On Tuesday, it became clear that Senate Republicans didn't have the support they needed to pass their version of healthcare reform. Just months after Republicans celebrated their victory in the House of Representatives, they lamented the failure in the Senate. As senators dashed the GOP's hopes for healthcare reform, Trump and Pence's responses to the Senate's health care stagnation seemed to show a lack of unity in the White House.
"I think we're probably in that position where we're going to let Obamacare fail," Trump reportedly told journalists from the White House on Tuesday. "We're not going to own it. I'm not going to own it. I can tell you Republicans are not going to own it. We'll let Obamacare fail, and then Democrats are going to come to us." He tweeted a similar sentiment, telling followers to "stay tuned."

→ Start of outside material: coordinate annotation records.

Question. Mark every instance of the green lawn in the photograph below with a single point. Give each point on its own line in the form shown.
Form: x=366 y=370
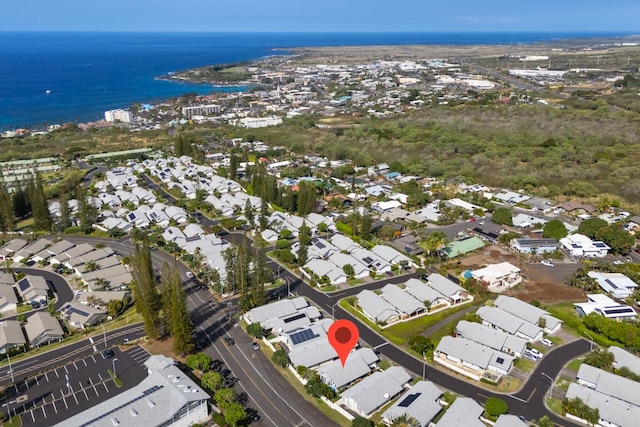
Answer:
x=402 y=332
x=574 y=365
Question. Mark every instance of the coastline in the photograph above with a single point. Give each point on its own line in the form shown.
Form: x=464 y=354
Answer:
x=63 y=105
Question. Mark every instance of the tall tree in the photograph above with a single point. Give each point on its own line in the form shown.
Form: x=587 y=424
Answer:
x=7 y=214
x=233 y=166
x=65 y=220
x=366 y=223
x=263 y=218
x=148 y=300
x=230 y=258
x=87 y=213
x=39 y=206
x=248 y=213
x=181 y=327
x=21 y=204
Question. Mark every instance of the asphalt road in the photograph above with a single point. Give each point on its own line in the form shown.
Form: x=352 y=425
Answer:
x=23 y=369
x=277 y=402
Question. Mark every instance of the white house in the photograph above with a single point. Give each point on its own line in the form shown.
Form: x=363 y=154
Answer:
x=579 y=245
x=498 y=277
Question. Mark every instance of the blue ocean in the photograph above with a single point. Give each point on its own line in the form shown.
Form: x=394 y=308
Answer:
x=61 y=77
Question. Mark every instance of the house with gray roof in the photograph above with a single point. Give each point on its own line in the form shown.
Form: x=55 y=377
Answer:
x=616 y=284
x=610 y=384
x=528 y=312
x=312 y=354
x=464 y=411
x=372 y=260
x=167 y=396
x=621 y=358
x=340 y=260
x=31 y=249
x=404 y=302
x=507 y=322
x=494 y=338
x=318 y=268
x=344 y=243
x=11 y=247
x=419 y=402
x=374 y=391
x=11 y=335
x=8 y=298
x=33 y=289
x=109 y=278
x=92 y=256
x=498 y=277
x=359 y=364
x=53 y=250
x=471 y=359
x=284 y=316
x=508 y=420
x=425 y=293
x=612 y=411
x=66 y=257
x=393 y=256
x=6 y=278
x=376 y=308
x=42 y=328
x=80 y=315
x=455 y=293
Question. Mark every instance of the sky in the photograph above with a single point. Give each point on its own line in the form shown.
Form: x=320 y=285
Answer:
x=322 y=15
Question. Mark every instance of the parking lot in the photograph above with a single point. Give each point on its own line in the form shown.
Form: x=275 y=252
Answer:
x=60 y=393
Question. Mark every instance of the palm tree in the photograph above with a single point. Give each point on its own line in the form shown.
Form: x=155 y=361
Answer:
x=405 y=420
x=435 y=242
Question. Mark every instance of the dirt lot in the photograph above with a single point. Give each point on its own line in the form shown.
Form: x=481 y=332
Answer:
x=545 y=284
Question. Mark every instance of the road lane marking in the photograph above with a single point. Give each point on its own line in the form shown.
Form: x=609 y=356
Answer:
x=267 y=383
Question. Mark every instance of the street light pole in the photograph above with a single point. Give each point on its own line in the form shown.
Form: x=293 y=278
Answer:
x=590 y=338
x=104 y=334
x=10 y=369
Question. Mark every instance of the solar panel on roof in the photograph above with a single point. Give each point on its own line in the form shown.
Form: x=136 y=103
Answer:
x=24 y=284
x=302 y=336
x=611 y=283
x=409 y=400
x=72 y=310
x=295 y=317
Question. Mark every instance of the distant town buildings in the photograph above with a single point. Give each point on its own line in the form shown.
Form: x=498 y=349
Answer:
x=119 y=115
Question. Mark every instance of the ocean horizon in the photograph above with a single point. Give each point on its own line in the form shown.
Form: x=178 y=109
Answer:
x=57 y=77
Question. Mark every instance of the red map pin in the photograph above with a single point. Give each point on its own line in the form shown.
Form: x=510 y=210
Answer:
x=343 y=336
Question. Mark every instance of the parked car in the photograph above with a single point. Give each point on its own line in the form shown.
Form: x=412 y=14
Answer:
x=536 y=353
x=546 y=342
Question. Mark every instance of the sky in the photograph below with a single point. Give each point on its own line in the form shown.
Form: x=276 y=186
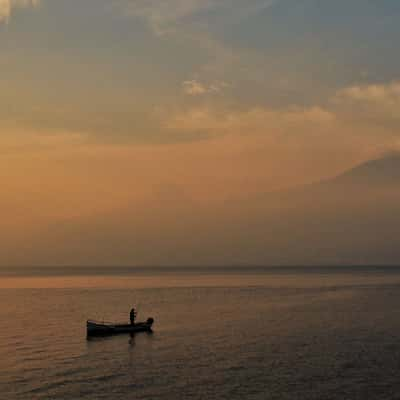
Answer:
x=148 y=118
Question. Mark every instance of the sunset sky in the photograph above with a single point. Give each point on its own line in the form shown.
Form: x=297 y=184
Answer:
x=127 y=127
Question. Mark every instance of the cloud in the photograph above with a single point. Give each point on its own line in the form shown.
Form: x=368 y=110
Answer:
x=166 y=16
x=375 y=102
x=258 y=120
x=196 y=88
x=6 y=7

Trump's response to the Senate's failure to pass healthcare reform contrasted with Pence's response, which called for further action. Speaking at an event elsewhere in Washington, D.C., Pence told Congress to "step up."
Inaction is not an option. Congress needs to step up. Congress needs to do their job and Congress needs to do their job now.
Trump's message seemed to encourage a more hands-off approach, whereas Pence, who previously served in Congress, seemed adamant that there was more for Congress to do. Despite the different tones, Pence did assure his audience that he and the president were united in supporting the Senate GOP's plan to repeal Obamacare first and work on a replacement later. "Obamacare has failed, and Obamacare must go," he reportedly said.
The president's "let Obamacare fail" mentality seemed to trouble some Americans on Tuesday. Democrat and Michigan Rep. Dan Kildee tweeted, "That isn't a plan or leadership," calling for the president to instead work with Democrats to improve the current healthcare law. Meanwhile, many others compared Trump's message to Marie Antionette's notorious line, "Let them eat cake."
Ultimately, no matter how you spin it, this week's healthcare downfall in the Republican-controlled Senate leaves Americans with a degree of uncertainty. Originally, Trump had intended for Obamacare to be repealed and replaced in his first 100 days in office. Now with roughly six months under his belt, the president and his administration are facing an uphill battle, as even the plan to repeal without replacing Obamacare is facing some tough opposition.